The sugar residues decorating the spike (S) protein of SARS-CoV-2 are essential to the viral-receptor binding. A new study explores the glycosylation of the S protein and its functional implications, especially concerning the rapidity of viral transmission. The study was published in the preprint server bioRxiv* in December 2020.
Image Credit: Kateryna Kon/Shutterstock.com
The S protein exists as a homotrimer, with S1 and S2 subunits that mediate viral attachment to the host receptor and viral-cell membrane fusion, respectively. Earlier research has found 22 potential N-glycosylation sites in the spike protein of the SARS-CoV and 23 N-glycosylation sites with MERS-CoV. The current study sought to establish similar sites on SARS-CoV-2.
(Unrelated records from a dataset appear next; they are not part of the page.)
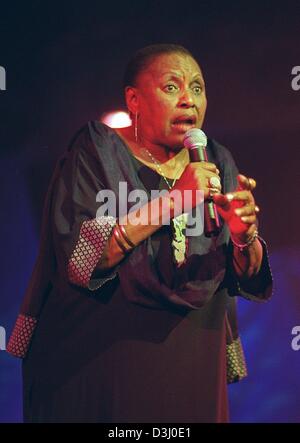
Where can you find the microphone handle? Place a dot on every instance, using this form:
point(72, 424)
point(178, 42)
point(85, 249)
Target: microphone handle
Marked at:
point(212, 225)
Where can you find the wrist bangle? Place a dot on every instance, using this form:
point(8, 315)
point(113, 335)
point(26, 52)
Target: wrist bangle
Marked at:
point(125, 236)
point(118, 238)
point(242, 246)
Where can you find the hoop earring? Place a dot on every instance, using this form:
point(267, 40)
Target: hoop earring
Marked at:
point(135, 127)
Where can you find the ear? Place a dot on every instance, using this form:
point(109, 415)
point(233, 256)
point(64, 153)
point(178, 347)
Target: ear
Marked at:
point(131, 96)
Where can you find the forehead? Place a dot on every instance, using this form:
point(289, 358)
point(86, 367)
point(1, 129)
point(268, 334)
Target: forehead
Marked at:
point(181, 65)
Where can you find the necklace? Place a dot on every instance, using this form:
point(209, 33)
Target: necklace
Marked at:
point(178, 224)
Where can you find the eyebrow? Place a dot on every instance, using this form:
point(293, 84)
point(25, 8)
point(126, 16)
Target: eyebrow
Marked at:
point(197, 77)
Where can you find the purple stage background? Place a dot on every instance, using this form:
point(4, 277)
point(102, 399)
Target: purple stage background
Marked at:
point(64, 66)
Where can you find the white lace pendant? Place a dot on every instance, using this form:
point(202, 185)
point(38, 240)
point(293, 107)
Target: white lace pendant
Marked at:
point(179, 241)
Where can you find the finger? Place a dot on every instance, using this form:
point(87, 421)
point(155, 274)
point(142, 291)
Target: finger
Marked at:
point(249, 219)
point(210, 167)
point(246, 183)
point(214, 182)
point(240, 196)
point(221, 200)
point(245, 210)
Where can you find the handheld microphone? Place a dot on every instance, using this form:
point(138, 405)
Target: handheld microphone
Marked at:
point(195, 141)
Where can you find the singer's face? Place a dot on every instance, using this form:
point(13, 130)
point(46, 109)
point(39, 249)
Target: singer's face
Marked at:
point(171, 99)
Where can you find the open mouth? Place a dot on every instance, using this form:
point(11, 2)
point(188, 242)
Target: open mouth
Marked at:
point(184, 123)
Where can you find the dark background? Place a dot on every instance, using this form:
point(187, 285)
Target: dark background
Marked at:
point(64, 63)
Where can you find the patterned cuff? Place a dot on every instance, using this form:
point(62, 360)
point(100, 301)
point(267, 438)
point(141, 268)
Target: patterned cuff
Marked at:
point(236, 365)
point(93, 237)
point(20, 338)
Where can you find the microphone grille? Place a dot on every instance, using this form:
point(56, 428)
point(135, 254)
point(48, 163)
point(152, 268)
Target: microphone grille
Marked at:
point(194, 137)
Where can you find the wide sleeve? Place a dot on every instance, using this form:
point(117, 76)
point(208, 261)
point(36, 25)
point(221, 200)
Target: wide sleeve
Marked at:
point(259, 287)
point(79, 234)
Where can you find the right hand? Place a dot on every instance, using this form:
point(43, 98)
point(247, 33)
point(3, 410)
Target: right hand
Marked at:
point(196, 176)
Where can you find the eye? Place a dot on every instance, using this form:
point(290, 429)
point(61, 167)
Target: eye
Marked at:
point(170, 87)
point(197, 90)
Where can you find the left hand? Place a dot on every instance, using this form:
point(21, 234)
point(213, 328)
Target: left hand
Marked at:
point(238, 209)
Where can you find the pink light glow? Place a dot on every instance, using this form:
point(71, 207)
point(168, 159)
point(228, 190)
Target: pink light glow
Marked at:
point(116, 119)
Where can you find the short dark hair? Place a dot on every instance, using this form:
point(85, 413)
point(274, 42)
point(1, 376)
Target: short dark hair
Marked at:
point(144, 56)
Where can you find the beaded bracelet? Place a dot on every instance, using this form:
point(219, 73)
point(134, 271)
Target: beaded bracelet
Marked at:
point(242, 246)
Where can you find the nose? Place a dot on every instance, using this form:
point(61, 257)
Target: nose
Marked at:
point(186, 99)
The researchers obtained 1,169 representative sequences from the NCBI database on April 15, 2020. They used the NetNGlyc 1.0 Server to predict N-glycosylation sites. Subsequently, they conducted a more detailed analysis of 49 representative sequences from seasonal as well as highly pathogenic coronaviruses, to explore the phylogeny.
While there are several complete genomic sequences available, the peripheral elements of these genomes are less clear. The investigators thus attempted to carry out homologous modeling on one selected spike sequence. They created a 3D structure of the protein with 99.9% similarity to a reported S protein and carried out molecular dynamics (MD) simulations to optimize the structure.
They also tested glycan ligand candidates for the spike protein using docking analysis. The ligands included sugars such as mannose, glucose, galactose, N--acetyl-β-D-galactosamine, and sialic acid, with terminal structures at the N-glycan sites, as well as disaccharides, blood group B antigens, and others. The glycosylated ACE2-Spike complex was again passed through MD simulations.
SARS-CoV-2 is genomically very similar to the bat coronavirus (CoV), with more than 99% similarity, and more than 90 viral genomes were uploaded to the NCBI database. The S protein of SARS-CoV-2 is 99.9% similar to that of the latter virus. This protein is about 1,273 residues in length, being encoded in a genome of about 30 k base pairs.
They found 22 potential N-linked glycosylation sites on the SARS-CoV-2 spike protein. The N-X-S/T (where X cannot be proline sequon is the motif for N-glycosylation. The primary 14-sugar glycan is attached here within the endoplasmic reticulum at first but then processed as the protein undergoes folding post-transcription.
NTD Abundant in N-Glycosylation Sites
The NTD houses 8 of these sites showing that it is a prime target and exposed to host immune surveillance, while the N-glycans could shield the epitope. Of these, N343 is atop the RBD, N331 is at the RBD-SD1 linker, while another is near the S1/S2 protease cleavage site (and is identical in all these viruses). N801 may help shield the cleavage site, but many others are at the bottom of the S proteins.
The RBD-ACE2 crystal structures have already been reported. The current study showed that 8 tyrosine residues in the RBD interact non-covalently with the N-terminal helix of the ACE2 receptor. Most of these tyrosine residues are highly conserved in the subgenus of coronaviruses.
Glycan-Protein Recognition in Viral Invasion
Glycan-protein recognition is a common phenomenon that underlies viral invasion. For instance, sialic acids bind to the hemagglutinin receptors in influenza type A. In the current work, therefore, the researchers conducted a docking analysis of the S-glycans.
Comparing the binding energies of five different spike proteins with a set of glycans, they found the NL63-3-sialyl lactose binding had the highest binding ability. The lowest binding affinity was with SARS-CoV-2-X4X4X4X and NL63-Fuc, at (-4.2 kcal/mol vs -9.4 kcal/mol with the former). Overall, the best binding was with sialoglycans and galactose-related glycans.
The investigators concluded that there could be three potential glycan-recognized domains (GCDs) that have lower binding energies, close to the NTD. These have peripheral elements like a small helix, β-sheet, or loop elements. The first of these, on the β-sandwich core, shows a stronger affinity for SA-related and Gal-related glycans. It comprises a smaller helix, two smaller β-sheets (one 5-stranded and one 6-stranded), and long loops.
The most important residues on the lower β-sheets are E155, V157, K115, and V113, while the Y146, W138 residues on Helix140 take part in hydrogen bond formation in the binding pocket. These bonds are mediated by the SA and galactose residues.
The second GCD is on the outermost angles of the trimer and has a high affinity for sialoglycans. It contains Loop10, Loop250 and Helix150, and receptor-ligand interactions. The key receptor-ligand interactions are mediated by V16, S254, and E154 residues.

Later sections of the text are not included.